Mike ErwinJournal-Capital
Triangle Building gives heart to downtown Pawhuska

Early-day development left a triangular-shaped piece of land in the middle of downtown Pawhuska — a natural spot for its heart to be.

A prominent bandstand was erected there in the late 19th century that became the historic site for speeches, rallies and other events connected to the Osage Nation and Oklahoma statehood. As the town ushered in its Golden Age, a five-story building made of brick, concrete and steel rose at the location.

Construction of the ultra-modern “flat iron” structure started in 1913 and it opened for business two years later. The Triangle Building provided an architectural gem in the center of this rapidly-growing metropolis. During Osage County’s “Oil Boom,” it housed a variety of businesses and offices for numerous professional services — including dozens of the estimated 100 lawyers practicing here.

Over the decades that followed, however, time began to take its toll on the wedge-shaped downtown centerpiece and by the end of the 20th century it was listed as one of Oklahoma’s most endangered historic properties. Citizens intervened in 2002 to rescue the structure from demolition.

The new ownership group had planned to undertake floor-by-floor restorations as the funding became available, but the financing efforts lagged — and the once-regal edifice kept on crumbling.

In spite of the building’s deteriorated condition, the area around it remained the primary location for showcase community activities like the Cavalcade street dance and National Indian Taco Championships. Several “pocket” parks were added in open spaces left over when other structures were destroyed by fires.

Local officials sent a letter to the Triangle Building owners last year warning that drastic action might be taken unless measures were taken to eliminate “public safety hazards” related to the structure’s dilapidation. A spokesman for the Tulsa-based investment group assured the city of their intentions to preserve the building, which is located at 114 W. Main.

Architect Brian Bickell with Sustainable Design Solutions said restoration work should get under way by August 2015. He explained that the Triangle Building project had been slow to move forward because it is “tied up by two levels of bureaucracy,” requiring pre-approval by agencies at both the state and federal levels.

Bickell called the Pawhuska structure “very historically significant.” In addition to being one of several local structures listed on the National Register of Historic Places, he said it was the first fireproof building in Oklahoma. The building’s architectural style (Chicago School “Renaissance” with Art Deco elements) is unique for Oklahoma and one of only five examples of it in the U.S., he added.
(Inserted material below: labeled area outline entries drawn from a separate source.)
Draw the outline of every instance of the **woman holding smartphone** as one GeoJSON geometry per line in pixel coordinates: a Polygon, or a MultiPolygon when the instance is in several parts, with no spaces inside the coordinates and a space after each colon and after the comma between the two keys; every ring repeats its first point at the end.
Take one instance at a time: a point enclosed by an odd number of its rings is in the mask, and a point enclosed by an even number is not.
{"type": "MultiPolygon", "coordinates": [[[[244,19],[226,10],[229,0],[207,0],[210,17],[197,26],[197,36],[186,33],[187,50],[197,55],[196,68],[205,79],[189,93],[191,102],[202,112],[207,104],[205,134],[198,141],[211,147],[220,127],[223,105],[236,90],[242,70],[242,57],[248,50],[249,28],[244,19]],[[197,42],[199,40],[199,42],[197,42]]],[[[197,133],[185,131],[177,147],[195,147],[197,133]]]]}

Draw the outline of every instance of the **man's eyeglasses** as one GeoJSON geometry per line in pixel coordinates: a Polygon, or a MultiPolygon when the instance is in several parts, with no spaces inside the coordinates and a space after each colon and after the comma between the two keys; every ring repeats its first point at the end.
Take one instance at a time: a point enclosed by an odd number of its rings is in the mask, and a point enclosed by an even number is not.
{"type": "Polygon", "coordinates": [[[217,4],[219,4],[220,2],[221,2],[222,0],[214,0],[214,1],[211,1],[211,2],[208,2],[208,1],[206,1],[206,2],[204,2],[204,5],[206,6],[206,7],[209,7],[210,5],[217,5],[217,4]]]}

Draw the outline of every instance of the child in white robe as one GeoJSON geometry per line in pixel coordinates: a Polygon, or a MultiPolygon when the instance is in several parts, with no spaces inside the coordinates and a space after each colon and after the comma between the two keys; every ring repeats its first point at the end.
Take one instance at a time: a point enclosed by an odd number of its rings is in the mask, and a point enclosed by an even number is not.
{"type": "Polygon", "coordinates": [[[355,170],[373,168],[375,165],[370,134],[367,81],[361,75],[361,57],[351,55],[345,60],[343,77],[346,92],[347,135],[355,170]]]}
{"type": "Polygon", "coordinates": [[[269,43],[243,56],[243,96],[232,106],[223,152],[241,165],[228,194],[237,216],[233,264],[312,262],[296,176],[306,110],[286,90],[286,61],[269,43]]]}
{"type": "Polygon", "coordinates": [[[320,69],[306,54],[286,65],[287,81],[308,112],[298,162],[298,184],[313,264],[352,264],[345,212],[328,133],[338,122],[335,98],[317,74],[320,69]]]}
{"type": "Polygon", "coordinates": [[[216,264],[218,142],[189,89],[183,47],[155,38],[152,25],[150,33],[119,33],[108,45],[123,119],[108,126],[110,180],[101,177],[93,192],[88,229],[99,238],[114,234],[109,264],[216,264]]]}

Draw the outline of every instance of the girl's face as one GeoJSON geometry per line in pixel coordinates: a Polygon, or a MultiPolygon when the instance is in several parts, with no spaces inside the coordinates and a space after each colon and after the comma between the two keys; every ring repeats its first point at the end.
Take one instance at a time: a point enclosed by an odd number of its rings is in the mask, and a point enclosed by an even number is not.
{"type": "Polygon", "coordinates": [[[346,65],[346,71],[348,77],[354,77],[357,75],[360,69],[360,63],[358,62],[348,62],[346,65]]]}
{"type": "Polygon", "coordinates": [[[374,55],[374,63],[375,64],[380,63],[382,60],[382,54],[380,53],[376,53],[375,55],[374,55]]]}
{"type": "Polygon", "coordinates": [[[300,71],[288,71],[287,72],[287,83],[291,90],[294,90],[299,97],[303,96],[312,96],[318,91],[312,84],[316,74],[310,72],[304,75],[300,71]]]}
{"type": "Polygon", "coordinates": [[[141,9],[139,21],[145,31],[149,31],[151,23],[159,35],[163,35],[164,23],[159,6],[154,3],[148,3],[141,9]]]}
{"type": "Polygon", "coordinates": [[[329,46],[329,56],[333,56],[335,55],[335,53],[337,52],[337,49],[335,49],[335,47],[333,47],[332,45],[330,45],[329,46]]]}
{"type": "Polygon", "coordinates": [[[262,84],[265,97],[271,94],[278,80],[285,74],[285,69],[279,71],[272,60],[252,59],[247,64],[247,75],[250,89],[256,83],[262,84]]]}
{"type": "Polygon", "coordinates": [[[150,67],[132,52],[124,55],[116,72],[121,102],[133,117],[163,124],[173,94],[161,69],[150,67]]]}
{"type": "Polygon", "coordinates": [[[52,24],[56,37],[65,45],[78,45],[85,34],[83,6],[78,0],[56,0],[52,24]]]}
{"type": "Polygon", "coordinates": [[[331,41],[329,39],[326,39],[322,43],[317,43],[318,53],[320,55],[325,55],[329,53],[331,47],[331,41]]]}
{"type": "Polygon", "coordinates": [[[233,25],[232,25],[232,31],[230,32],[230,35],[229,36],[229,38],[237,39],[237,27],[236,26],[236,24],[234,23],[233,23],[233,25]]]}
Bickell said the project would offer adequate space for 20 apartment units, or as many as 30 hotel rooms. The Triangle Building should be a tourist draw by itself, as it has been used in two recent movie productions, including “August: Osage County.”

Additionally, the site is located across the street from another renovated historic structure that already is attracting considerable attention from out-of-town visitors — the Drummond Building, which has been made popular by local blogger/author/cooking show hostess Ree “The Pioneer Woman” Drummond.

Also nearby is the exquisitely-restored, 101-year-old Constantine Theater and the even-older former Osage Council House, which now serves as the Pawhuska City Hall.

Note: The Oklahoma Historical Society will hold its 27th-annual Preservation Conference in Bartlesville from June 3-5.